Regarding #168, I think we can follow this and this, specially this idea:

"The basic rule here is that if your language preference list contains a language tag containing a hyphen, such as fr-CH (French as spoken in Switzerland), you should consider adding an additional language tag without the hyphen, ie. fr (French) in this case, immediately after."

So, a basic algorithm for this could be as follows:

Get language from User-Agent, let's say 'lc-LC'
Check if 'lc-LC' matches any of the locales supported by the Tor Browser. If so, we are done.
Take the first two letters before the dash ('lc' in this case) and check if it maches any of the locales supported by the Tor Browser. If so, we are done.
Else, return default lc e.g. en-US.

For this purpose we should make some sort of mapping for en, es, pt, and zh to en-US, es-ES, pt-PT and zh-CN respectively. For instance:

We get the language from User-Agent: pt-BR
We check 2) and keep going
We check 3). Without the mapping pt => pt-PT we should have keep going to 4). With the mapping we are able to provide a more familiar language.

This covers the case of a browser that is not configured properly e.g. have pt-BR and pt as preferred languages.

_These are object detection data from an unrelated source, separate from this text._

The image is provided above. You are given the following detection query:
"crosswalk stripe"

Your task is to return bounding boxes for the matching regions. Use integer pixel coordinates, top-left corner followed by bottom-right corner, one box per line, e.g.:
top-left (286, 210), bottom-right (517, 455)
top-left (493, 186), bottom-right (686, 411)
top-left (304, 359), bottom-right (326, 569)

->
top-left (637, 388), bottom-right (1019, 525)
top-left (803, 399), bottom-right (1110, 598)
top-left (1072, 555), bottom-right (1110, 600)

Thoughts? @fpietrosanti @evilaliv3

evilaliv3 commented 9 years ago

thanks ilv your analisis is good; it seems to me that it has only a case of failure that is the following

suppose the user locale is "es" , but right now TBB offers only es-ES, this way we will end providing en-US.

i've written the following algorithm that is like a charm on current Tor locales that are:

ar
de
en-US
es-ES
fa
fr
it
ko
nl
pl
pt-PT
ru
tr
vi
zh-CN

analyze it with the following inputs and tell me what you think:

  ar -> will end providing ar
  es -> will end providing es-ES
  es-PT -> will end providing es-ES
  es-ES -> will end providing ES
  xx -> will end providing en-US

algorithm:

def getBestLangMatch(accept_language, supported_lcs):
    def parse_accept_language(accept_language):
        return [l.split(';')[0] for l in accept_language.replace(" ", "").split(',')]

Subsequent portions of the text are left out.